Consider a sphere around a point charge. The blue test charge shows the direction of the electric field. There is also a vector pointing in the direction of the surface normal to the sphere.

- By moving the surface normal vector on the sphere and putting the test charge at three different points on the surface, find the value of
**E ·**d**A**= E dA cosθ (set dA = 1) at these three points (read the electric field values in the yellow text box). Are they the same? Why or why not?

Now, put a box around the same point charge. The test charge now shows the direction of the electric field, and the smallest angle between the vector and a vertical axis is shown (in degrees). The red vector points in the direction of the surface normal to the box (two sides show).

- By moving the surface normal vectors on the box and putting the test charge at three different points on the top surface, find the value of
**E ·**d**A**= E dA cosθ (set dA = 1) at these three points. Are they the same? Why or why not? - In the context of your answers above, why is the sphere a better choice for using Gauss's law than the box?

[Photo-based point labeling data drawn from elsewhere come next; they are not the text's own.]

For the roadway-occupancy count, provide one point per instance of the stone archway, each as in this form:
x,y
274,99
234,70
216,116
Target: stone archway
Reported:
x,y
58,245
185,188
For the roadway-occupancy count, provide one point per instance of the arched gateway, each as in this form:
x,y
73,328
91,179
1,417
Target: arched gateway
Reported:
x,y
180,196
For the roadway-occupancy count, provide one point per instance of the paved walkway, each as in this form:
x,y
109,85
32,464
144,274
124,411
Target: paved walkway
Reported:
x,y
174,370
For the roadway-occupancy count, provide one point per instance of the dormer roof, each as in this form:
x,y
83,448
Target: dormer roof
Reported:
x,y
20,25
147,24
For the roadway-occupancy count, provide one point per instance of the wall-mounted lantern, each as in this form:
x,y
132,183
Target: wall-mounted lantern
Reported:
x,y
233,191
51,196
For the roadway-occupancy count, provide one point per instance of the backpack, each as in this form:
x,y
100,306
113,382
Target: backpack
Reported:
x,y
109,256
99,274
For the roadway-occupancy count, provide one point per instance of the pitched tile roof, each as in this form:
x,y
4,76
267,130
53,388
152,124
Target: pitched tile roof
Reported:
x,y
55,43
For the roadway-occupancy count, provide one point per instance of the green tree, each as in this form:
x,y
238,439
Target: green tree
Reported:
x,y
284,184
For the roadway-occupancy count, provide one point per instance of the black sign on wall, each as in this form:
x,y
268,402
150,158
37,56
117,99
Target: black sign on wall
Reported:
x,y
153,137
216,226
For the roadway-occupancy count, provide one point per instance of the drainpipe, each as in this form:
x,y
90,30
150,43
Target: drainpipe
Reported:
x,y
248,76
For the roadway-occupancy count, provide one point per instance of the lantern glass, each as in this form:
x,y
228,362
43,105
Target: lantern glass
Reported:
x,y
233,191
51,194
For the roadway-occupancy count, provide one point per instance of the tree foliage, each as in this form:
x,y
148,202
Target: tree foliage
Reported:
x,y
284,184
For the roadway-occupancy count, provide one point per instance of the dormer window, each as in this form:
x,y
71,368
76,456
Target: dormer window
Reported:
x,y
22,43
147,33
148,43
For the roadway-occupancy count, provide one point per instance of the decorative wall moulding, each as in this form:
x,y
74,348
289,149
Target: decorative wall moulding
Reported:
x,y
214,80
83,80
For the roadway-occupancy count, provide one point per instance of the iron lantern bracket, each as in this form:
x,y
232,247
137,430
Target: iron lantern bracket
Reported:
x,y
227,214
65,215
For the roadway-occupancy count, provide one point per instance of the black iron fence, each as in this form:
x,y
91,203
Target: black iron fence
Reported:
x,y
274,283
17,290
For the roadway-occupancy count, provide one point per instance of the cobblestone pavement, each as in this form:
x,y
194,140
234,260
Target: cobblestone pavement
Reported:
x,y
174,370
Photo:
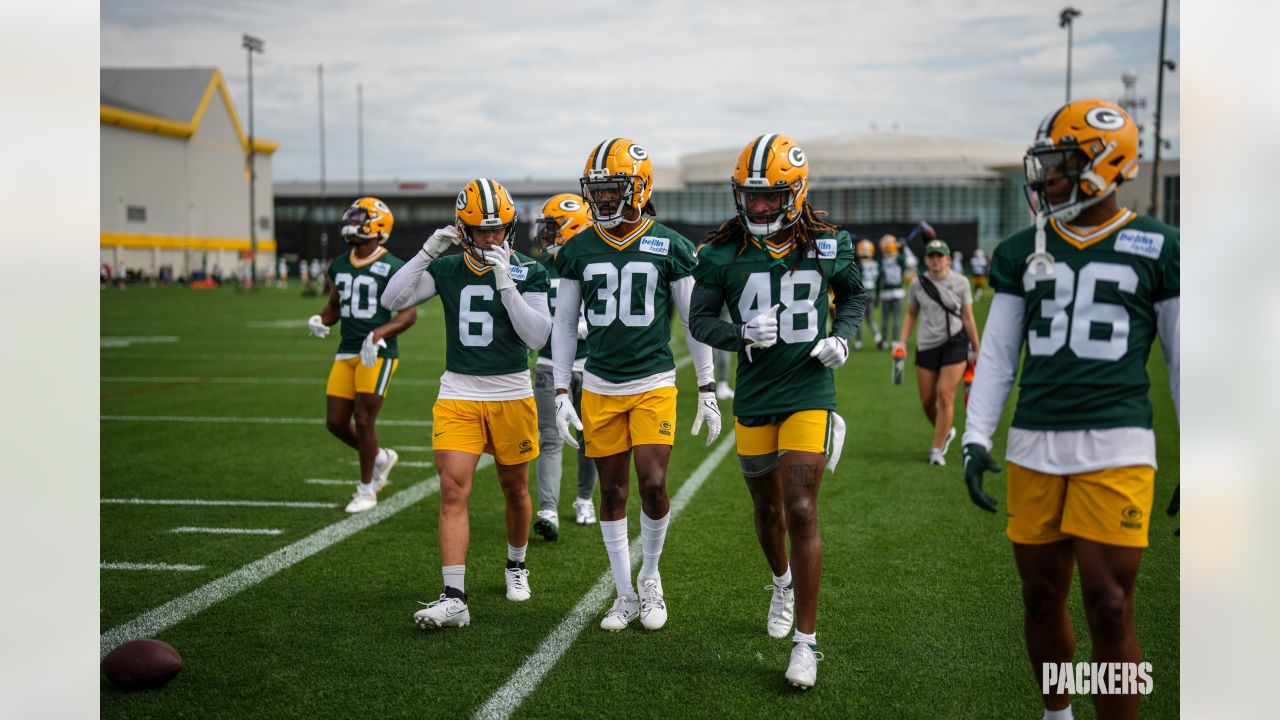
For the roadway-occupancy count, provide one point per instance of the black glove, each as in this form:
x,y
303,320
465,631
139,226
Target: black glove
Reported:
x,y
977,461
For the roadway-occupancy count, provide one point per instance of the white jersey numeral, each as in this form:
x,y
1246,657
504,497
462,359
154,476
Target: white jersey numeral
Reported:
x,y
357,297
1073,326
616,299
758,297
475,327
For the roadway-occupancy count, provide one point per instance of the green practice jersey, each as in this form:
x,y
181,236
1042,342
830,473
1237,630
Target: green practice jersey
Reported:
x,y
548,263
479,336
360,282
1089,326
626,290
784,378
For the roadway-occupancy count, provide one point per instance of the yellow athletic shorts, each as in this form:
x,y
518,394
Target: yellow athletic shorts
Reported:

Let's try another charge configuration. Put a sphere around a charged plate (assume the gray circles you see are long rods of charge that extend into and out of the screen to create a charged plate that you see in cross section).

- Would the value of
**E ·**d**A**= E dA cosθ be the same at any three points on the Gaussian surface? - Explain, then, why you would not want to use a sphere for this configuration.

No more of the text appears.